Graph Sampling Quality Prediction

This repository includes the code and data for the Graph Sampling Quality Prediction, a machine learning (ML) based method for predicting the quality and performance of different graph sampling algorithms of three categories (node-based, edge-based, and traversal).

This tutorial includes instructions for graph data preparation, processing, sampling, model training, and evaluation, providing model reproducibility. It consists of the following sections:

Installation guide
Model description
Data generation
Graph feature extraction
Graph sampling and evaluation
Mutual information analysis
Feature selection and preparation
Data analysis
Model training
Model testing
Result analysis
ML explainability
Publications

Installation guide

Required libraries:

Networkx
Networkit
SnapStanford

Model description

Sampling algorithms

Our model predicts and recommends graph sampling algorithms of three categories, based on quality and performance metrics. It considers twelve sampling algorithms listed below:

Node-based sampling
- Random node
- Random degree node
Edge-based sampling
- Random edge
- Rendom node-edge
- Induced random edge
Traversal sampling
- Random jump
- Metropolis-Hastings random walk
- SnowBall
- Forest Fire
- Frontier
- Rank degree
- Expansion

Sampling quality metrics

We consider three quality metrics (distribution divergences) for evaluating sampling algorithms: degree distribution (D3), clustering coefficient distribution (C2D2), hop-plots distribution (HPD2), and hop-plots distribution for the largest connected component (HPDC) divergence.

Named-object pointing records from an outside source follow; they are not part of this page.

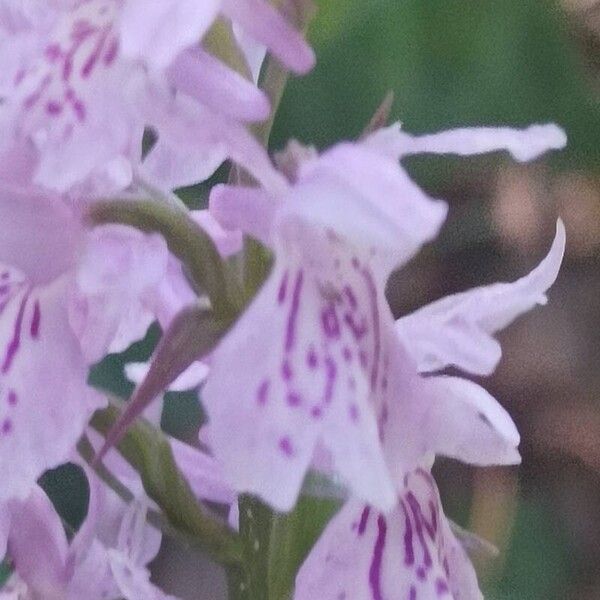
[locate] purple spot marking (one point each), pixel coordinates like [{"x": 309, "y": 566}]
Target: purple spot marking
[
  {"x": 286, "y": 370},
  {"x": 316, "y": 412},
  {"x": 409, "y": 553},
  {"x": 12, "y": 398},
  {"x": 282, "y": 288},
  {"x": 15, "y": 342},
  {"x": 416, "y": 511},
  {"x": 285, "y": 445},
  {"x": 331, "y": 373},
  {"x": 36, "y": 319},
  {"x": 290, "y": 337},
  {"x": 330, "y": 323},
  {"x": 111, "y": 53},
  {"x": 375, "y": 569},
  {"x": 348, "y": 292},
  {"x": 263, "y": 392},
  {"x": 364, "y": 518},
  {"x": 294, "y": 399},
  {"x": 359, "y": 330},
  {"x": 311, "y": 359},
  {"x": 441, "y": 587},
  {"x": 54, "y": 108}
]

Sampling performance metric

We consider the execution time of graph sampling algorithms as the performance metric.

ML models

Our tool consists of three ML models:

Random forest (RF)
k nearest neighbor (kNN)
Multi-layer perceptron (MLP)

Data generation

Dataset details

Train synthetic graphs

We generated five types of synthetic graphs, with the following settings.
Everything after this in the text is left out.